Born in the nearby village of Alur, the illiterate and untrained Rajamma married at age 14 to a 35-year-old laborer. At 19 her husband moved in with another woman, leaving her to care for one daughter and two sons.

Left with no income, she started doing household chores and harvesting for a local landlord, who gave her some grains, vegetables and occasional cash.

To make ends meet, Rajamma borrowed 4,000 rupees ($95) from the landlord and with no other option, bonded her children, so they all became virtual slaves.

At the time her children ranged from six months to four years; it is not uncommon to see children in India working in the fields at age eight, George says.

In 2002, two social workers from the Baldev farm came into Rajamma's village and said they were looking for very poor women to work for them.

They offered Rajamma 40 rupees ($0.95) for 7.5 hours work a day. The farm also would set aside more than 10,000 rupees each year from profits so that she could buy one-third of an acre of cultivable land in less than five years time.

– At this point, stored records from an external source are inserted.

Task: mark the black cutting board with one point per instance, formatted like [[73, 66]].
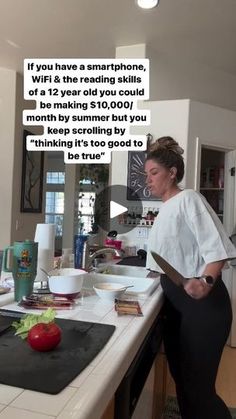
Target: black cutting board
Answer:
[[50, 372]]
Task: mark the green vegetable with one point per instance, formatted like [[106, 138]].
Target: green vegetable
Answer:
[[27, 322]]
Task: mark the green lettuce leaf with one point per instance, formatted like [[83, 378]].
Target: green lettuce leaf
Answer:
[[28, 321]]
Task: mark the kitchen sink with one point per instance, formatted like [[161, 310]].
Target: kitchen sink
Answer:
[[125, 275]]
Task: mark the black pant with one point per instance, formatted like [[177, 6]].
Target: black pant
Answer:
[[195, 333]]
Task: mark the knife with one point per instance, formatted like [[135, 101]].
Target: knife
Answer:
[[171, 272]]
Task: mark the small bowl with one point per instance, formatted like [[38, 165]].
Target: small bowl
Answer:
[[109, 291], [66, 282]]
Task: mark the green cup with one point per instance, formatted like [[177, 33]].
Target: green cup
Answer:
[[24, 266]]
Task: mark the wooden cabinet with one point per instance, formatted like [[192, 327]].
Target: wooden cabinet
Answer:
[[212, 178]]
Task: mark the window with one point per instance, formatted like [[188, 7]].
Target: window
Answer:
[[56, 178], [54, 207]]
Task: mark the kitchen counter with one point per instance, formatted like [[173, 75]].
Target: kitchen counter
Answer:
[[88, 395]]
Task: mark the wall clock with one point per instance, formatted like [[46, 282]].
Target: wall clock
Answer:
[[136, 179]]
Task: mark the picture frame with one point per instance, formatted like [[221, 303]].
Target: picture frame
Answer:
[[31, 179]]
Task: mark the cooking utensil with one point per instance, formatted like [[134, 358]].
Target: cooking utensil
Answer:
[[171, 272], [109, 291]]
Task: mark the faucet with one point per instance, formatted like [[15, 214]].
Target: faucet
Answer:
[[88, 258]]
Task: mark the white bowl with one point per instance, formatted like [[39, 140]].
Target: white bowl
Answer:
[[66, 282], [109, 291]]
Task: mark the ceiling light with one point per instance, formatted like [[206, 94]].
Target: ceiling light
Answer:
[[147, 4]]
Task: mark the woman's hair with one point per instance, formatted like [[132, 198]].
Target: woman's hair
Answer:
[[167, 152]]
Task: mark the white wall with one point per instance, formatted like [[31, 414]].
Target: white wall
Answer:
[[174, 77], [7, 132], [23, 224], [14, 224], [214, 126], [167, 118]]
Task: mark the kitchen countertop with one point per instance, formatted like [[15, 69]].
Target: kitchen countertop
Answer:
[[88, 395]]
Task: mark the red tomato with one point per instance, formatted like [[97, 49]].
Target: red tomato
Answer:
[[44, 336]]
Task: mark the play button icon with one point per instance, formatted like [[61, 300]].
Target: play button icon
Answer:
[[113, 211], [116, 209]]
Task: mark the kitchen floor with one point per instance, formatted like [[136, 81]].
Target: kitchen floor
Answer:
[[226, 379]]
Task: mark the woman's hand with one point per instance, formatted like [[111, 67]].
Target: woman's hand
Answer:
[[196, 288]]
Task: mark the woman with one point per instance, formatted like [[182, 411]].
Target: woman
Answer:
[[189, 235]]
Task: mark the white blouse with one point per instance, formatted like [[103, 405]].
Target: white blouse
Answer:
[[189, 235]]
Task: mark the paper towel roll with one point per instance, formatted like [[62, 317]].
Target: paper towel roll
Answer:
[[45, 236]]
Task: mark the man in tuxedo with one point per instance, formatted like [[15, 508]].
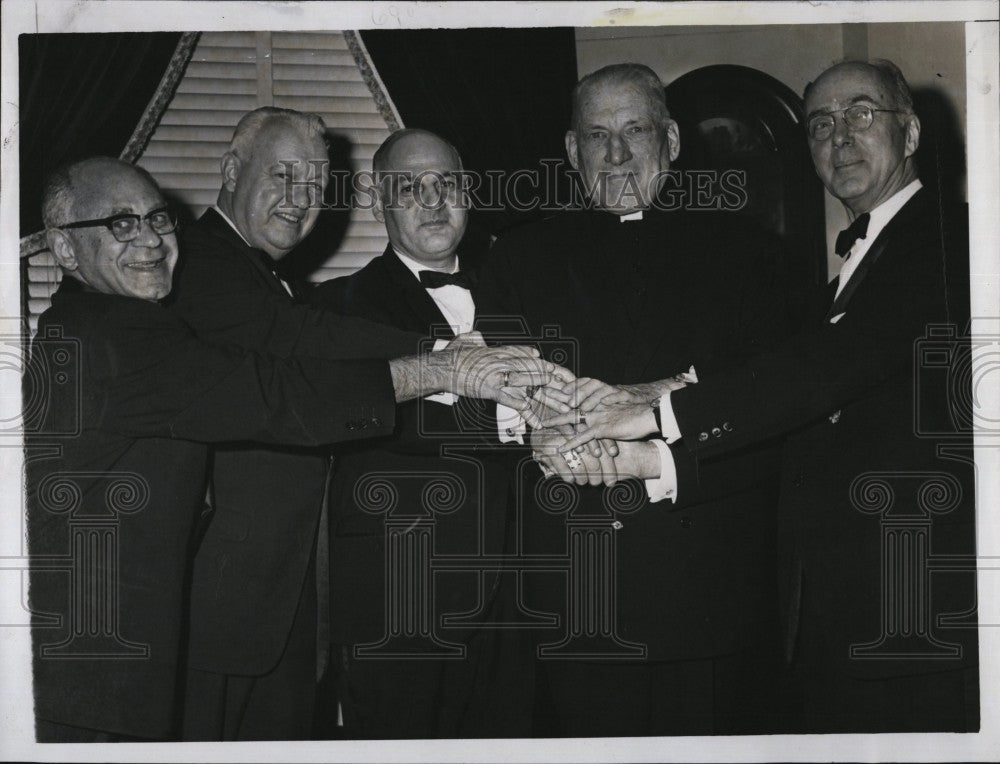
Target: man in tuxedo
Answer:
[[630, 287], [421, 283], [876, 639], [117, 466], [252, 649]]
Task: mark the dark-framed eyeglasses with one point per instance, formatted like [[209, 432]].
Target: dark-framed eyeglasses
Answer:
[[126, 227], [858, 117]]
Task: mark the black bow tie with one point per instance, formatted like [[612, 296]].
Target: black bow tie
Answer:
[[856, 230], [436, 279]]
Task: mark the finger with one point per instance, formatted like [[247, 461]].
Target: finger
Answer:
[[603, 398], [559, 420], [581, 438], [548, 403], [608, 468], [532, 377]]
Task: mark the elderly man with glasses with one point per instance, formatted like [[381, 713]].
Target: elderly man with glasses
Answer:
[[876, 513], [117, 467]]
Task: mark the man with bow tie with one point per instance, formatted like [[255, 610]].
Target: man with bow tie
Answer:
[[252, 647], [873, 641], [422, 283], [636, 287]]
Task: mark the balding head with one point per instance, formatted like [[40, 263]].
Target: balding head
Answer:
[[419, 196], [861, 161], [92, 191]]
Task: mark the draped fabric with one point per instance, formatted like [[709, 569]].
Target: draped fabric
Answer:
[[501, 96], [81, 95]]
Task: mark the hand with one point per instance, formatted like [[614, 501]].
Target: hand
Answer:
[[641, 393], [616, 421], [593, 466], [502, 374], [638, 459]]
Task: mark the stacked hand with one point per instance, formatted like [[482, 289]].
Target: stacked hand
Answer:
[[513, 375], [592, 441]]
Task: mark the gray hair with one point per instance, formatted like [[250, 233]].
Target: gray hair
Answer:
[[308, 124], [380, 159], [59, 190], [635, 74], [891, 76]]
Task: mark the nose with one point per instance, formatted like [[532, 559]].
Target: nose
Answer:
[[302, 195], [147, 237], [841, 132], [618, 151]]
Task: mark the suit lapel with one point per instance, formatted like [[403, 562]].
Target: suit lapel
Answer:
[[425, 312], [258, 259], [898, 226]]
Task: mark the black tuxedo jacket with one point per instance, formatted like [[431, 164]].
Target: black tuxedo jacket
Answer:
[[252, 562], [135, 395], [643, 300], [432, 442], [852, 398]]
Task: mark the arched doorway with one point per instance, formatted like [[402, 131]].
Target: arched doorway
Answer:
[[734, 117]]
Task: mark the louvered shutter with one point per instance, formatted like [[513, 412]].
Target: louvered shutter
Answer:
[[232, 73]]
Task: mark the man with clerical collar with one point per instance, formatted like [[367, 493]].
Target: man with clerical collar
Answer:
[[629, 286], [872, 641]]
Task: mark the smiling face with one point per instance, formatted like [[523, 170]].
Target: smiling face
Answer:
[[421, 201], [141, 268], [274, 194], [622, 144], [862, 168]]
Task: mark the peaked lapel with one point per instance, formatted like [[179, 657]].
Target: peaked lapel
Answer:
[[217, 226], [897, 227], [414, 295]]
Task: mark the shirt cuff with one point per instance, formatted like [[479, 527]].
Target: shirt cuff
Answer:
[[511, 426], [669, 428], [665, 486]]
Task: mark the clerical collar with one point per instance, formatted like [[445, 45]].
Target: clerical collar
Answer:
[[232, 225], [416, 267]]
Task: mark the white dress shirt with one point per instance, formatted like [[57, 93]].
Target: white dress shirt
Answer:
[[455, 304], [232, 225], [879, 218]]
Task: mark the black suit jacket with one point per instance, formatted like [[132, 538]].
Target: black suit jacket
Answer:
[[250, 567], [139, 397], [851, 398], [432, 442], [645, 300]]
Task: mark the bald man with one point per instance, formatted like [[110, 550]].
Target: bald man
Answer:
[[421, 283]]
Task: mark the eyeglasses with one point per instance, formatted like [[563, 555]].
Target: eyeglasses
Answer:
[[858, 117], [126, 227]]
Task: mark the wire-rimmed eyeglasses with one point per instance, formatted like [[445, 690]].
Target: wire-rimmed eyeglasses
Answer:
[[858, 117], [126, 226]]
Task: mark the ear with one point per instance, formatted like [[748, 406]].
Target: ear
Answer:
[[572, 149], [230, 166], [673, 140], [912, 134], [62, 248]]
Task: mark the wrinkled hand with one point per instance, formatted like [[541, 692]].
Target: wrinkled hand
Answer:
[[614, 421], [592, 465], [505, 374]]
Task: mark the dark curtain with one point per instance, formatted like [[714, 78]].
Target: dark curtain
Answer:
[[81, 95], [501, 96]]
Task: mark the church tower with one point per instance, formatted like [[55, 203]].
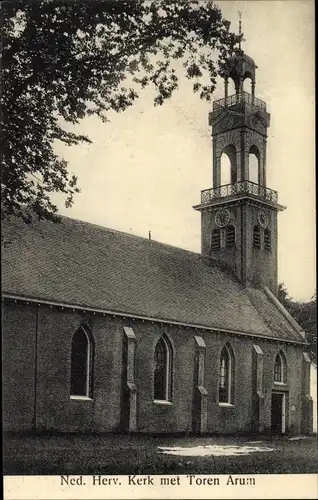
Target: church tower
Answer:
[[239, 217]]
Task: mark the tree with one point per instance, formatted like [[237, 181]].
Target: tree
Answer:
[[64, 60], [305, 313]]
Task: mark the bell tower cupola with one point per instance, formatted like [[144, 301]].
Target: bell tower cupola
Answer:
[[239, 214]]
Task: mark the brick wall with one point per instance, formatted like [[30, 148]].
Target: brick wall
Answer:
[[56, 411]]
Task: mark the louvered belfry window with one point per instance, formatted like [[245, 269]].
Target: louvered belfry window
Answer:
[[267, 240], [230, 236], [257, 237]]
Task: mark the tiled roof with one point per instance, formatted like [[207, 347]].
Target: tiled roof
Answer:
[[79, 263]]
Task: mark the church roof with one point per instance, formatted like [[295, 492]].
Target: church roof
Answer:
[[82, 264]]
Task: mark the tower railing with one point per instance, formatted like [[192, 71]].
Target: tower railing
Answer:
[[241, 97], [237, 188]]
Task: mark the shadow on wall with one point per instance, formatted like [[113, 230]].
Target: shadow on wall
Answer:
[[313, 393]]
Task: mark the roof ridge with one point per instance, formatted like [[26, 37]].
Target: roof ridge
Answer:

While Rajamma's landlord didn't want her to go, the farm rented a tractor from him so he agreed.

"You cannot help the poor without helping the rich," says George.

Need to make a change

Across India there are pockets of success in helping the rural poor, acknowledges Chetan Ahya, India economist at Morgan Stanley.

But he adds that there is a need for government and a productive public sector to help rural Indians earn money and be schooled.

"We need to make a change in as many people's lives as possible in their lifetime," Ahya says.

"In India there are a large proportion of people who have not seen significant change in their lifetime."

New Delhi has made some muted attempts to help, and is trying to pass a bill in the upper house promising 100 days of work for every rural household, but substantial reform has been slow in coming and is often marred by corruption.

Some NGOs have recorded success. For example, a few groups have given small loans of up to $100 to women to start a business. But some experts say people without meaningful skills, social status and economic power are unable to succeed.

Michigan University management professor C.K. Prahalad has written a book saying business can make huge profits by selling products to the bottom of the pyramid -- people living under $2 a day, and getting them to become entrepreneurs.

But while there is money to be made in rural India, George says, the poor need to have the buying power in the first place.

"First raise the income of the poor so they can buy the toothpaste, but don't tell me how to sell to them, tell me how to increase their income."

Lifted out of poverty

As for Rajamma the working single mother, she learned how to prepare and fertilize the land and sow seeds. In three years she had paid the 4,000 rupees she owed her landlord and was able to get out of bonded labor.

At the same time, Rajamma's children were going to school in Deverappalli, a requirement of working on the farm.

Along with using deep sloughing and drip irrigation and sharing resources, the farm formed a network of buyers throughout Tamil Nadu and Karnataka and now almost every city from Chennai to Pondicherry buys from them.

"The brokers who supply to small shops and sell to middlemen, are notorious for skimming the farmer out, so the foundation will represent the farmers," George says.

The farm could triple the number of bananas it grows and still not meet demand, he says. And if all goes to plan, Rajamma will join the league of landowners in a matter of years.